Alex’s supposed instability can’t be separated from the terror of being visible. Queer culture often frames visibility as victory; step into the light, claim your truth, announce yourself. Wayward cracks that narrative open and studies the rot inside it. Visible to whom? On whose terms? Alex’s marriage, career, and steady facade function as a kind of social camouflage, a performance calibrated precisely to avoid becoming someone’s cautionary tale. They are clear enough to be read, respectable enough to be permitted, but always in someone else’s frame, under someone else’s lighting. The show exposes visibility as a spotlight with a temperament: generous one moment, punitive the next.
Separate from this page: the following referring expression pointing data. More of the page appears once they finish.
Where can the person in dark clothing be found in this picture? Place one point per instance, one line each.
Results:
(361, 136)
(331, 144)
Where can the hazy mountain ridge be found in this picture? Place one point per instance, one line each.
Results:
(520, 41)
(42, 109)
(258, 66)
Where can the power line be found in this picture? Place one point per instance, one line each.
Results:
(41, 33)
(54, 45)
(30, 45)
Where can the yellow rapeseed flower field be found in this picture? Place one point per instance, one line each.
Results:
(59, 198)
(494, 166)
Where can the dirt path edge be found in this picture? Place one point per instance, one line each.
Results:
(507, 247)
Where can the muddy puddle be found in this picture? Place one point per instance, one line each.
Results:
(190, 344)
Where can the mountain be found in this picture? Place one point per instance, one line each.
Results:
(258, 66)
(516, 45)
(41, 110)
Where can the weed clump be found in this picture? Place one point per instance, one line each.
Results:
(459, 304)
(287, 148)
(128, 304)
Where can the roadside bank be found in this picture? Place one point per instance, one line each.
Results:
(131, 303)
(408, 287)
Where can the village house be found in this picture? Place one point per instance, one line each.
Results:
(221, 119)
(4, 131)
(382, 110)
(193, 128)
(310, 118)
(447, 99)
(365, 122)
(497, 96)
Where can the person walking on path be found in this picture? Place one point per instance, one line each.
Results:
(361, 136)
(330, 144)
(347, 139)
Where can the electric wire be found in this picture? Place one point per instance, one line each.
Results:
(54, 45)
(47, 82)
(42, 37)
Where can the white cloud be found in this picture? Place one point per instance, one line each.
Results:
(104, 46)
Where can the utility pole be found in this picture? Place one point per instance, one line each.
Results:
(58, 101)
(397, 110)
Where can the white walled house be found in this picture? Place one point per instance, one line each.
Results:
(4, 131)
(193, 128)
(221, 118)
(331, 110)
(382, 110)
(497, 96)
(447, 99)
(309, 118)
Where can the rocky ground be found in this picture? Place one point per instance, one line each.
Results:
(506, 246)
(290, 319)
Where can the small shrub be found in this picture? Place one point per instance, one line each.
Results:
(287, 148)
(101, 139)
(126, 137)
In the end, Wayward leaves us with a truth that’s equal parts brutal and oddly consoling: sometimes survival looks nothing like escape. Sometimes it looks like staying in the room that scares you because leaving would mean losing the only witnesses to your life. Alex endures Tall Pines not out of devotion but because the alternative is erasure. Leila stays because the world has given her no doorway but this one. The series doesn’t romanticise this, but it doesn’t condemn it either. Horror and care keep colliding, and the collision is where life happens.
Mae Martin ends not with triumph but with a pulse, a reminder that sometimes the bravest thing a queer person can do is keep going in a place designed to misread them. Wayward insists that the self, however shaky, is still alive under all that scrutiny. And if it’s alive, it can change. It can resist. If the world insists on watching, then let it; the miracle is that Alex is still here to look back.